From seeing horrific symbology emerge in the wallpaper to fearing future appointments, David Berman finds himself on “the wrong side of Saturday night” as he faithfully mimics a droning hangover even with the maudlin music that the Silver Jews match his lyrics with. Alas, he knows his crowd are not worthy of further suffering and spares them the rod of rotten dissonance, creating a track that might be weary, but it just wants to agreeably get through to evening with you.

As one of, if not the greatest songwriter of this generation, Berman always remained determined to transfigure his circumstances into art of the highest order, imbued with humour and wry wisdom. He did this with such brilliance that you were almost glad life goes awry sometimes because that’s often where the best stories lie waiting. This track might be anti-epic in many ways, but few tracks have ever nailed the feeling that spawned them with such unerring fidelity.

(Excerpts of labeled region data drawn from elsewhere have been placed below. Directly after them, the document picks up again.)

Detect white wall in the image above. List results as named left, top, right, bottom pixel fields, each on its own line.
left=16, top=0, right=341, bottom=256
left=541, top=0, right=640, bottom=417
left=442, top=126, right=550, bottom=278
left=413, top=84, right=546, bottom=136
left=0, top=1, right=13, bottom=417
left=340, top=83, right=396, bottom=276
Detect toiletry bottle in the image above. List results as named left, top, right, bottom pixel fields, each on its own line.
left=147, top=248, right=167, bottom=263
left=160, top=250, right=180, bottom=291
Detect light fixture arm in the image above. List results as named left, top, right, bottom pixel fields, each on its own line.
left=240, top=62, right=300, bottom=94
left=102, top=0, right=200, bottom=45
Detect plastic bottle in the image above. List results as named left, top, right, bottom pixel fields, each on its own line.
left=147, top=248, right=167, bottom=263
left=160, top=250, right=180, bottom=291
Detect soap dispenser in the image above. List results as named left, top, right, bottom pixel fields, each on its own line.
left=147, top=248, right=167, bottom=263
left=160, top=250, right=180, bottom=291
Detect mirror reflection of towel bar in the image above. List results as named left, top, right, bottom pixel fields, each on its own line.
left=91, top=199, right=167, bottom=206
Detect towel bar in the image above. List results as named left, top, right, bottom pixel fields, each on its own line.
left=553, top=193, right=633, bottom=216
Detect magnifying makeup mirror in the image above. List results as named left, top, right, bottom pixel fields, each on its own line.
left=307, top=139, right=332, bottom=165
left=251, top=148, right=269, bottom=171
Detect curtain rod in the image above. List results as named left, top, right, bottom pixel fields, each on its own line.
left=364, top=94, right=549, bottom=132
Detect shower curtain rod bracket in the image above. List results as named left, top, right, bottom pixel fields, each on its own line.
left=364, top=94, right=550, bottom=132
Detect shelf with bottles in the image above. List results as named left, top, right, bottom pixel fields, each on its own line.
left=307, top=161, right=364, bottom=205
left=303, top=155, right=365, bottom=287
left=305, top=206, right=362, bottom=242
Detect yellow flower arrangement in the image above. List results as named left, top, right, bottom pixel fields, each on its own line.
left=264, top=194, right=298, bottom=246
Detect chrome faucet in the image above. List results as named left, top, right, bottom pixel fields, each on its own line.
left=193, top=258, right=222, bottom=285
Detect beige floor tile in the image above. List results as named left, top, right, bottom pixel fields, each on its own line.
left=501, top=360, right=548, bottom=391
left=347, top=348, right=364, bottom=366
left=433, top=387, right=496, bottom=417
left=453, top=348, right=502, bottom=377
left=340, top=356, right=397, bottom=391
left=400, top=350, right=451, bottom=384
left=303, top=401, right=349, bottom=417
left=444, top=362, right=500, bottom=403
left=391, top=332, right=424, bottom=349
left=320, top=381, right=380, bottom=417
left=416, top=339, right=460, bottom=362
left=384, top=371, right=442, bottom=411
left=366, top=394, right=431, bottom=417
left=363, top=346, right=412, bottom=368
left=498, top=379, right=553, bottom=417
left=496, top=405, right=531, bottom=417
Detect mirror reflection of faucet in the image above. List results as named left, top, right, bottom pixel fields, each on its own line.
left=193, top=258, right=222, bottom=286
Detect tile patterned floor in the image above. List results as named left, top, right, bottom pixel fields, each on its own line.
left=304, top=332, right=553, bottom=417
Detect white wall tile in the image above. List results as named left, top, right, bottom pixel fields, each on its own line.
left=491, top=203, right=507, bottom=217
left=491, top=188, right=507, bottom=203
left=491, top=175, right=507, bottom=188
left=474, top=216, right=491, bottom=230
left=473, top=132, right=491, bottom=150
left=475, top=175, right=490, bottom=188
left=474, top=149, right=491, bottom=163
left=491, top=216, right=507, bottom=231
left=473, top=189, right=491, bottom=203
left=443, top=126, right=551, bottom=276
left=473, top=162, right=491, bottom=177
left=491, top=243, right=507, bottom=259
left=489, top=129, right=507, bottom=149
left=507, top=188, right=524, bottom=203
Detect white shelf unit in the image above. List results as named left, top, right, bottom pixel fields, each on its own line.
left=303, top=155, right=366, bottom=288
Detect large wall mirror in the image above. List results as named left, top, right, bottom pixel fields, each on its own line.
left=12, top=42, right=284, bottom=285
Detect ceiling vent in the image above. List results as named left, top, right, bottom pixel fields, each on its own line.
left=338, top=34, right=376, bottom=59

‘Sunday Morning Coming Down’ – Johnny Cash

Every lyric sounds like a cliche, not because they are, but because you’ve lived it before. “I found my cleanest dirty shirt” is a line that belongs in the slacker Louvre, or however you spell it. Written by Kris Kristofferson, the protagonist might just be one of the most relatable characters in history as he simply goes about attempting to ease his heavy head.

While Cash’s rough vocals bring a brilliant performative earthiness to the track – few artists can rival him when it comes to storytelling singing – the advice he imparts is perhaps not the best. Hair of the dog may work in an emergency, but it’s a bad habit. The best way to avoid a hangover is to deny you have one—rise as normal, tear open the curtains, blitz out for fresh air like a kid seeing snowfall, and ravage a soda. If all that fails, then perhaps spin Cash and reconcile that at least he was able to make a masterpiece out of the shitshow you find yourself starring in.